A similar philosophy is evident with Rockwood Ocean Stories by Spani Developments, a planned complex of over 200 units adjacent to downtown Sechelt. Rockwood will have a range of housing, from fully independent one and two-bedroom condominiums to supportive living suites, and residents will share amenities such as a spa, library, coffee shop, lounge, and fitness centre.
Downtown Sechelt is rapidly transitioning from almost entirely single family homes to a much higher density. The 104-unit Watermark condo development, completed in 2013, will soon be joined by a number of multi-family developments which will allow residents to enjoy ocean views while living right next to shops and services.
Wesbrooke by the Sea is a proposed 124-unit seniors complex of independent and assisted living suites currently planned for West Sechelt. And RTC Properties envisions a waterfront complex of 48 condominium units at Shorncliffe Avenue and Highway 101.
Another thing on people’s minds when they look for a home these days is energy efficiency, according to Pete Wieler of Space Buildings. “People are educating themselves,” said Wieler. “I find clients are more and more knowledgeable about specifically what they’re after, such as passive homes.”

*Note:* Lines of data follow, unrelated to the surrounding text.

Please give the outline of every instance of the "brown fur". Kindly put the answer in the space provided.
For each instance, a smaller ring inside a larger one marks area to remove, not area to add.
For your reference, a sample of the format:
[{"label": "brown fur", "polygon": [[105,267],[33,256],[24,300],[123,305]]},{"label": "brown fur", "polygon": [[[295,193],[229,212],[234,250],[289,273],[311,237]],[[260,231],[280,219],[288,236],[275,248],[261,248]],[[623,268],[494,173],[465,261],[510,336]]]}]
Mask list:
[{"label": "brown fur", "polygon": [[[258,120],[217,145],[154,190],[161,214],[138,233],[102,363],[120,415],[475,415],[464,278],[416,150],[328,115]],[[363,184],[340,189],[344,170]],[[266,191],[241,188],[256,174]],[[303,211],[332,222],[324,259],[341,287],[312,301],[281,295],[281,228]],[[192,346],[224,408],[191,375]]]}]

Wieler’s company specializes in off grid construction. Long before rainwater harvesting was on most people’s radar, Space Buildings was constructing homes with rainwater collection and solar energy because of their remote location on islands such as Gambier, Keats and Paisley. The company uses that experience to build smarter homes in serviced areas, as well.
Energy efficiency is also to be found at the Parkland subdivision in Upper Gibsons, serviced by the Town’s geothermal energy utility. Parkland has built out its first two phases of compact homes and duplexes, and is moving on to a 26-lot Phase 3.
Another small footprint development nearby is The Gardens, a cluster of semi-attached duplexes built by Click Modular Homes. Click’s contemporary-looking, super efficient designs make good starter homes for families or singles. The compact Phase I units of The Gardens sold out, so Click is adding a new phase of two-storey, 1350 square foot units.
Click’s homes are a new twist on an old staple of the Sunshine Coast–manufactured homes–which have long been a popular option for people on fixed incomes, especially seniors. Most mobile home parks were developed decades ago, but soaring property values have sparked renewed interest.
Big Maples Park in Davis Bay is proposing an expansion, and in Elphinstone, a new subdivision is planned with 16 bare land strata lots and 64 mobile home pads on an eleven hectare parcel backing onto Chaster Creek ravine.
Meanwhile, in older neighbourhoods, Gibsons is encouraging home owners to build laneway and garden suites, which provide rental housing inventory while helping families to pay their mortgage.
Across the Sunshine Coast, a wider choice of housing options will help support a diversity of residents of all ages.